BIAs, mostly. When the St Clair West right-of-way fight was raging, the City sought to mollify the hairs-on-fire merchants and the mewling of former city councillor Cesar Palacio by adding Green P lots/spaces to compensate, apparently on a one-for-one basis, the spots lost to streetcar corridor. The city in that case failed to install bike infrastructure, and instead maintained a great deal of the on-street parking, despite all the public resources that were spent on adding lots all the way along the corridor. St Clair West today is a cyclist’s nightmare.
It’s worth pointing out that the City’s views on on-street parking are by no means consistent, or even coherant. For instance, you can park on much of Bloor/Danforth but not on Yonge south of Bloor. Or think of the vast tracts of the post-war suburbs where street parking on residential streets is forbidden 100% of the time. Meanwhile, some downtown neighbourhoods have exempted themselves from permit parking by pulling the right strings at the right time.
If we’re living in a world where the provincial government is demanding that the City justifies bike lanes on major streets, it seems pretty clear to me that council will finally have to make hard choices about who gets to use the spaces between buildings.

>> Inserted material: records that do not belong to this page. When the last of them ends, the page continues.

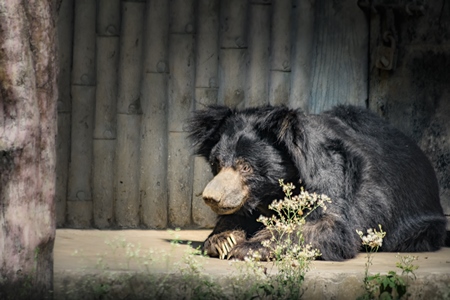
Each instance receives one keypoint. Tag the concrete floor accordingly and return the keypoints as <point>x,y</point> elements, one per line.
<point>81,252</point>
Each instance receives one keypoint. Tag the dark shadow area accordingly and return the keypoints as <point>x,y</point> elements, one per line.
<point>192,244</point>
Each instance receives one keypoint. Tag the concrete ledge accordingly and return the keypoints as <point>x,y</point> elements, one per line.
<point>118,265</point>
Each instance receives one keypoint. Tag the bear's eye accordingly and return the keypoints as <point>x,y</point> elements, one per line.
<point>245,167</point>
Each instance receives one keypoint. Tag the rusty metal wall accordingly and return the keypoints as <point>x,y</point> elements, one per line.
<point>132,71</point>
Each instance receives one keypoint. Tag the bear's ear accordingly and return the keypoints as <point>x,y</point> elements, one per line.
<point>204,128</point>
<point>286,126</point>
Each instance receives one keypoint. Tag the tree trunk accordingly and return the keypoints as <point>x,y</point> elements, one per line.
<point>28,97</point>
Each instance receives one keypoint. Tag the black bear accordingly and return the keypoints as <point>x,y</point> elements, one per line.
<point>372,172</point>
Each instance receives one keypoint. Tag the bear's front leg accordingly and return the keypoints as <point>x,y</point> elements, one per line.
<point>221,244</point>
<point>231,231</point>
<point>254,247</point>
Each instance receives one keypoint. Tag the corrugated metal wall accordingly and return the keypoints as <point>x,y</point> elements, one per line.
<point>132,71</point>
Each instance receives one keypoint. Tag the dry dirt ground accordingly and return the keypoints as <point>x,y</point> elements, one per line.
<point>81,252</point>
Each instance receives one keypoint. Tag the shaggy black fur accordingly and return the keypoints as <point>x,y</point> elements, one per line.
<point>372,172</point>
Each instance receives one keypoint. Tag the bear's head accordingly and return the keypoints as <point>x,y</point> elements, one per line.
<point>249,151</point>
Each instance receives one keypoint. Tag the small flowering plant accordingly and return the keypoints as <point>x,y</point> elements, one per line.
<point>373,240</point>
<point>287,222</point>
<point>391,285</point>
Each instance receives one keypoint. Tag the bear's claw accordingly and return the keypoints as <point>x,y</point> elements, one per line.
<point>222,244</point>
<point>226,247</point>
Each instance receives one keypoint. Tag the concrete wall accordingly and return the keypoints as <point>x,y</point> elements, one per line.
<point>415,95</point>
<point>132,71</point>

Actually, strike that: not hard choices. Sensible choices: safe and spacious sidewalks, segregated bike lanes, protected transit lanes, sufficient space for vehicles that are in motion.
But in those areas where the city has provided plenty of off-street surface parking, there’s simply no longer any reason to continue a practice that goes back to an era when Toronto had less cars, less density, less traffic and less construction.
Years ago, the legendary planner and urbanist Donald Shroup made the entirely compelling case that free parking comes with an enormous cost to cities. But with Queen’s Park threatening to wield its legislative heft to erase almost two decades of cycling advocacy and infrastructure, I’d argue the high cost of (paid) on-street parking comes at an even greater cost, which is to say the health and well-being of cyclists (and their families), who have every right to get to where they’re going in a safe and efficient manner.
Council, it appears to me, has to make a decision: street parking or cycling infrastructure. The days when the city could try to square this circle are well and truly over.